LONDON (Reuters) - Productions of Shakespeare in Maori and Mandarin will form part of a theater extravaganza in London to celebrate the Olympic Games in 2012.
Starting on April 23 next year, Shakespeare’s Globe theater will stage all the Bard’s 38 plays, each performed by a different theater company, in a different language.
“It has long been recognized that Shakespeare, as well as a great playwright, has become an international language,” said Dominic Droomgoole, the Globe’s artistic director.
Performances will include the “Taming of the Shrew” in Urdu, “The Tempest” in Arabic, “Troilus and Cressida” in Maori and a production of “King Lear” in Aboriginal languages.

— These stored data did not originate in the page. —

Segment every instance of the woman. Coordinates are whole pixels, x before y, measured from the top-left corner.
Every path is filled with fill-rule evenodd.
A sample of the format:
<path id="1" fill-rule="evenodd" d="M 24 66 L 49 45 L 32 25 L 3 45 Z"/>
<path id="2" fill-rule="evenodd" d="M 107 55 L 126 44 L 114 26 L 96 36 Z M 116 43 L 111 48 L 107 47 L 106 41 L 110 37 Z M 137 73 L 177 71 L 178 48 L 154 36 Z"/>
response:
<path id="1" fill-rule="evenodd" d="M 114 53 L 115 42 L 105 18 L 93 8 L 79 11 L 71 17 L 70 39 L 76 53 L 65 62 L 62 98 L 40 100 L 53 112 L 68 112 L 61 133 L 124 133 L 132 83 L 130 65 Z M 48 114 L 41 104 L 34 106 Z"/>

Other languages likely to be showcased include Turkish, Greek, Lithuanian and the Zimbabwean dialect Shona, as well as a performance of “Love’s Labor’s Lost” in sign language.

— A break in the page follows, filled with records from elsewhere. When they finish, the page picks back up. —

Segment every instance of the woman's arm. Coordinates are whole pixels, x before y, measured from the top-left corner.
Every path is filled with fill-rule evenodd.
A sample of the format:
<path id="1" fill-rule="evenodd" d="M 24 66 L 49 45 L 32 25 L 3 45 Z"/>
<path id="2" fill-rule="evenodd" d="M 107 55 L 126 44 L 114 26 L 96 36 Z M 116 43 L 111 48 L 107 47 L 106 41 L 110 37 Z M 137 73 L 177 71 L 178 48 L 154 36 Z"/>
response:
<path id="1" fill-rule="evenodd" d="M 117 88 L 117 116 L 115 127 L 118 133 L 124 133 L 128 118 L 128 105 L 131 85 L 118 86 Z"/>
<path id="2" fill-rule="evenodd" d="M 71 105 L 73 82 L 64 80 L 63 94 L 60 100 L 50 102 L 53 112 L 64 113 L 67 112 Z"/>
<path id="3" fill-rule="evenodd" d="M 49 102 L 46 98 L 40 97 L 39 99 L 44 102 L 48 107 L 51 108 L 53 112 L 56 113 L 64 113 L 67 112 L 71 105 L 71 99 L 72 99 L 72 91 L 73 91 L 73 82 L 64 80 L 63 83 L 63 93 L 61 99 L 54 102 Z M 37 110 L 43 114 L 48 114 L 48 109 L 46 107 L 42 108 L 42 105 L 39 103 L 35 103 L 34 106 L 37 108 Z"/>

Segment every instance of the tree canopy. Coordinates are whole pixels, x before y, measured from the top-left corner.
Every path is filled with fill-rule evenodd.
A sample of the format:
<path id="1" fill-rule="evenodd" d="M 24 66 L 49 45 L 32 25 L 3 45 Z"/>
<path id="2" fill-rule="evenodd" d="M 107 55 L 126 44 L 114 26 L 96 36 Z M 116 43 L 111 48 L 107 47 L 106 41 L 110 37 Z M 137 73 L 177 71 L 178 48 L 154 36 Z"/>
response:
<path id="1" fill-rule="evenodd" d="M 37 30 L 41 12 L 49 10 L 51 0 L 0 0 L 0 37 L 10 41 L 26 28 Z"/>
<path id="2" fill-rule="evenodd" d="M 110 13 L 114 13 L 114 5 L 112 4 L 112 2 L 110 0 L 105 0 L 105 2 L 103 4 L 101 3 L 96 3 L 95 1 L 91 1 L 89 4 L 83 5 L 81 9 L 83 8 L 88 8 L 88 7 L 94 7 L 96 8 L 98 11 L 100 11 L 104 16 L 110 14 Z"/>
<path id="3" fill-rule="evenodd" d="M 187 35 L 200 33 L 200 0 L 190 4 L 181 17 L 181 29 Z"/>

Shakespeare’s Globe Theater is a faithful reproduction of the original Elizabethan playhouse where Shakespeare’s plays were performed during his life.
The modern-day Globe is located on the south bank of the River Thames a stone’s throw from where the original theater used to exist and is built to similar specifications with an open-air stage, standing room in front of the stage for inexpensive “groundling” tickets and a thatched roof over the galleries for those willing to pay more for a seat.